Cette rétention de l’information que nous pouvons assimiler à une distribution savamment pensée de l’information est un des outils les plus efficaces du suspense. Il suffit par exemple de terminer un chapitre ou une scène en laissant en suspens la résolution qui sera alors donnée dans le chapitre ou la scène qui suit.

Autre exemple : votre personnage connaît un moment de révélation. Vous rendez manifeste cette révélation à la fin de la scène mais vous n’en communiquerez la teneur que dans une scène ultérieure. Le lecteur devra atteindre alors cette scène. Vous lui donnez ainsi envie d’en savoir plus.

Selon Dan Brown, cette rétention de l’information qui consiste à ne pas en dire trop pour maintenir l’intérêt du lecteur est la clef pour écrire le suspense.
Cela revient à dire au lecteur que l’auteur connaît une information mais qu’il ne lui dira pas aussi longtemps qu’il le peut (car à un moment donné, on ne peut faire autrement que de donner les réponses ne serait-ce que pour poser d’autres énigmes).

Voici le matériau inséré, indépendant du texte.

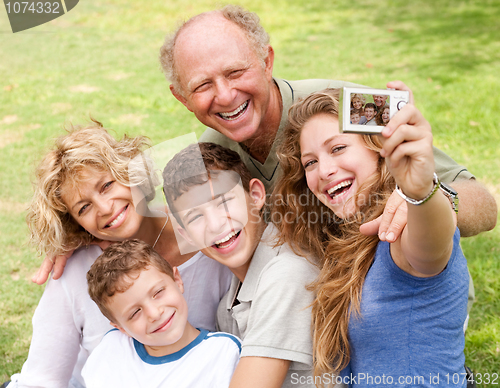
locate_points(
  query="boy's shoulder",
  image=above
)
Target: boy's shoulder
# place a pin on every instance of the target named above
(268, 253)
(220, 338)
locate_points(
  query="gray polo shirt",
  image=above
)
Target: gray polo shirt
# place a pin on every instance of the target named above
(271, 312)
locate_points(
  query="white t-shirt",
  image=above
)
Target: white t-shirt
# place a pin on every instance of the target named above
(67, 324)
(120, 361)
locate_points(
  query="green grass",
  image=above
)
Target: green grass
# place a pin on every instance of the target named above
(102, 59)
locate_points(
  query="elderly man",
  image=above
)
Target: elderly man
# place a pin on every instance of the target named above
(220, 66)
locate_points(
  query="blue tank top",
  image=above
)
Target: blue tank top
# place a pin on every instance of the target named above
(410, 333)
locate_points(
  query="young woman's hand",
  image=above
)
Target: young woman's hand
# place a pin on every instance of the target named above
(391, 223)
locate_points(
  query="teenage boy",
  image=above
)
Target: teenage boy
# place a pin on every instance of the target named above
(153, 344)
(268, 304)
(370, 110)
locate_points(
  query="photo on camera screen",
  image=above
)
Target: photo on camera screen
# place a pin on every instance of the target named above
(367, 111)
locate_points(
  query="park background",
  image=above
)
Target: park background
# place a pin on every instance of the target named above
(102, 59)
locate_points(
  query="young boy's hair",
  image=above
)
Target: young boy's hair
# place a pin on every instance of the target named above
(178, 173)
(91, 146)
(117, 267)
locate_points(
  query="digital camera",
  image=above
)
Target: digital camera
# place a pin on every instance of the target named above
(367, 111)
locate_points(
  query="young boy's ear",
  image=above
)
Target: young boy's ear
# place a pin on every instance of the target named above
(257, 192)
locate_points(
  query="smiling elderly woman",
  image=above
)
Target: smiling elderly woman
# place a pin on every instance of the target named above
(83, 192)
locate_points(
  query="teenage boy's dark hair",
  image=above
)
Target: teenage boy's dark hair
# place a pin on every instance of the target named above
(177, 175)
(116, 269)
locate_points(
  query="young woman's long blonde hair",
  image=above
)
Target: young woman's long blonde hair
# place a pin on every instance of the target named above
(53, 229)
(344, 254)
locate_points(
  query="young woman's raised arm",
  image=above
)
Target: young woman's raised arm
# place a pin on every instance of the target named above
(259, 372)
(426, 243)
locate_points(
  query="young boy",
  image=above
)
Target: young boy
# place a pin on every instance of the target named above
(370, 112)
(267, 305)
(153, 344)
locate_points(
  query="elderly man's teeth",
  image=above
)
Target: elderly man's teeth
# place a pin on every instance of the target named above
(341, 185)
(227, 238)
(120, 216)
(234, 114)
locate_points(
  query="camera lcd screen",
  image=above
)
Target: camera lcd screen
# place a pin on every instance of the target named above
(367, 111)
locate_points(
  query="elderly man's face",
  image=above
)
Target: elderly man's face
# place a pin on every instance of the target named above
(223, 81)
(379, 100)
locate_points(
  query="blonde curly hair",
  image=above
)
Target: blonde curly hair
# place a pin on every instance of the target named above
(53, 229)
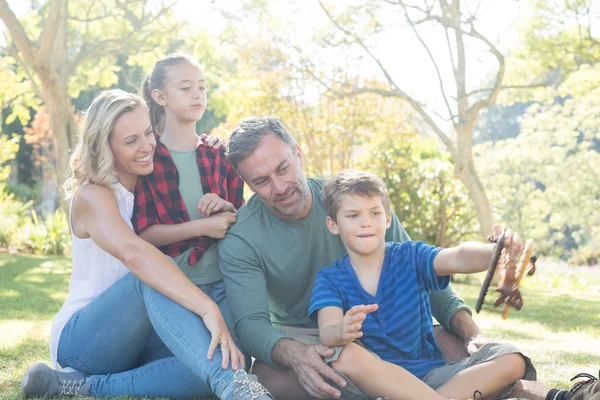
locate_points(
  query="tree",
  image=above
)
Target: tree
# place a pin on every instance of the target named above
(544, 181)
(455, 25)
(76, 45)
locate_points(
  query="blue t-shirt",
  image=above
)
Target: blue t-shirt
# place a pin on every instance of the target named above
(401, 330)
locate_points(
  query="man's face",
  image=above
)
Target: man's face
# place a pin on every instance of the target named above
(274, 172)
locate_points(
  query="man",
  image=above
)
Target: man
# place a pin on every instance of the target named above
(270, 258)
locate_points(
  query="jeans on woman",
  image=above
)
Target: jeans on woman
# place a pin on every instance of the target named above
(132, 340)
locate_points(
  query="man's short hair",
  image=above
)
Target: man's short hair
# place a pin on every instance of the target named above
(248, 133)
(353, 183)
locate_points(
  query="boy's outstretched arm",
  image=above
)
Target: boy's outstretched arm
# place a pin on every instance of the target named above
(337, 329)
(466, 258)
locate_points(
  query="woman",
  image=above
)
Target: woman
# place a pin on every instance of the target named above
(133, 323)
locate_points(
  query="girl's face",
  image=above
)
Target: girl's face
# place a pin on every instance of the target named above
(184, 94)
(132, 144)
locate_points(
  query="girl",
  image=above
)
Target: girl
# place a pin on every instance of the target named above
(190, 199)
(133, 323)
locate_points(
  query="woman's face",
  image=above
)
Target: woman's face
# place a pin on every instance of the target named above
(132, 144)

Retenir l’information : tout un art

Pour Dan Brown, retenir l’information consiste essentiellement à ce que les personnages n’aient pas accès à cette information. Dans le Da Vinci Code, par exemple, l’accès à une information cruciale est protégé par un code à 26 chiffres.

Il y a toujours moyen de ne pas divulguer immédiatement une information. Ce moyen néanmoins doit être crédible. Puisque l’information est inaccessible, il doit y avoir une raison valable à cet interdit.

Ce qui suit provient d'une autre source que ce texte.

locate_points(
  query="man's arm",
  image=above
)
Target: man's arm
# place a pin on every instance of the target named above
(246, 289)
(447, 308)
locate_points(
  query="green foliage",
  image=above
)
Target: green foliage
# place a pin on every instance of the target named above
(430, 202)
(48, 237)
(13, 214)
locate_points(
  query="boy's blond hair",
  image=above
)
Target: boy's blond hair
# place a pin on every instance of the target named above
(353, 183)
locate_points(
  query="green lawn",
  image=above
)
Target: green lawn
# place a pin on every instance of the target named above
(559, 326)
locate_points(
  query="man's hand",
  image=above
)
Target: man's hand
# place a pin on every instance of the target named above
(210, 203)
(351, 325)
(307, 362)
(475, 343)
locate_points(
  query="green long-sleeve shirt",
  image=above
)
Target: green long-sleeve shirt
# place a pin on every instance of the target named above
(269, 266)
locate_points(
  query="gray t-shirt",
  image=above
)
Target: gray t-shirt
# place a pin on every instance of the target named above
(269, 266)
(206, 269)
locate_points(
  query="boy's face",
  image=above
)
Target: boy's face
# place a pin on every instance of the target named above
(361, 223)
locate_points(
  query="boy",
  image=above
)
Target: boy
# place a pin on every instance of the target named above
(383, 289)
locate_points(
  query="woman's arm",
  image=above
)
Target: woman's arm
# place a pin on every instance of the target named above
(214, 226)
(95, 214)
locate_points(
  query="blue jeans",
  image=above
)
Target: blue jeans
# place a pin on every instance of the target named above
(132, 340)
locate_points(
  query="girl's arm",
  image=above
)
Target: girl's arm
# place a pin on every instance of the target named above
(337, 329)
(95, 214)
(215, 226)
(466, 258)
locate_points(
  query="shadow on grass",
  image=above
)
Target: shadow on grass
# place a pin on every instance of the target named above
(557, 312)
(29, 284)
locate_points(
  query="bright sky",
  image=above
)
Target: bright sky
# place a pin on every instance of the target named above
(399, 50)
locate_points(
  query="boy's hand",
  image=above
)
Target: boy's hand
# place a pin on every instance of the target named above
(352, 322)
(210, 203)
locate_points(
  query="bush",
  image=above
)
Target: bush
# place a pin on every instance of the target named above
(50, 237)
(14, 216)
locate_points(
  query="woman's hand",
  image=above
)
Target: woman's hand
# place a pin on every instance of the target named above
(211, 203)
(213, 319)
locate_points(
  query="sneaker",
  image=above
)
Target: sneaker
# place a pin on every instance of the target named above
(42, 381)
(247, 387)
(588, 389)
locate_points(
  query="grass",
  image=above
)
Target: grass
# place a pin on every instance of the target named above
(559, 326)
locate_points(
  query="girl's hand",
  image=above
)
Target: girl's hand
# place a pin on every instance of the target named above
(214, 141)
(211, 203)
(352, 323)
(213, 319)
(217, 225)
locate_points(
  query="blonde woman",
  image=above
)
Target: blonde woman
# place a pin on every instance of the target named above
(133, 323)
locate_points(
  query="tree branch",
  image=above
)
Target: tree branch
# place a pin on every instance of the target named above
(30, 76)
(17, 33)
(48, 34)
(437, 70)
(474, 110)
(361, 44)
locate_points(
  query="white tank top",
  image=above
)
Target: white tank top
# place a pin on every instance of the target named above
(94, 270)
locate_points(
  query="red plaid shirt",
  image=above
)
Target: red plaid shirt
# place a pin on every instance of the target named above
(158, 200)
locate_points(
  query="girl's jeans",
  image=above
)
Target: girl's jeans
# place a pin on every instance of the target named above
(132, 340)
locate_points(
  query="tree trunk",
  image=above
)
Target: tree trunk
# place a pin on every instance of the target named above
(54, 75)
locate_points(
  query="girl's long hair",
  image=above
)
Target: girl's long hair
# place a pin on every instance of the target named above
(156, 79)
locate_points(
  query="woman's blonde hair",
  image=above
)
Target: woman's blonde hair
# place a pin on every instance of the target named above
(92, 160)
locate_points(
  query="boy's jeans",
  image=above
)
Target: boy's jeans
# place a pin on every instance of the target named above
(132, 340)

C’est ainsi qu’il n’est pas logique que les personnages refusent l’information ou retardent le moment de cette information. Ils ont besoin de cette information, ne serait-ce que pour faire avancer l’intrigue.
Ils sont donc toujours impatients de posséder de nouvelles informations mais ils se heurtent à des obstacles qui rendent celles-ci difficiles à obtenir.

Une autre façon de faire relève davantage de la mise en scène. En effet, lorsqu’un personnage dit à un autre qu’ils vont procéder autrement par exemple. L’un des personnages demande alors ce qu’ils vont faire et l’autre répond qu’il lui dira en cours de route. L’information n’est pas cachée, elle se fait simplement attendre et cela participe aussi à l’élaboration du suspense.

Créer l’information consiste à définir pour le personnage un besoin qu’il devra satisfaire. Mais il ne peut l’avoir immédiatement. Il doit d’abord délivrer un effort conséquent, accomplir une série de tâches. En quelque sorte, il doit mériter l’information qu’on lui remettra.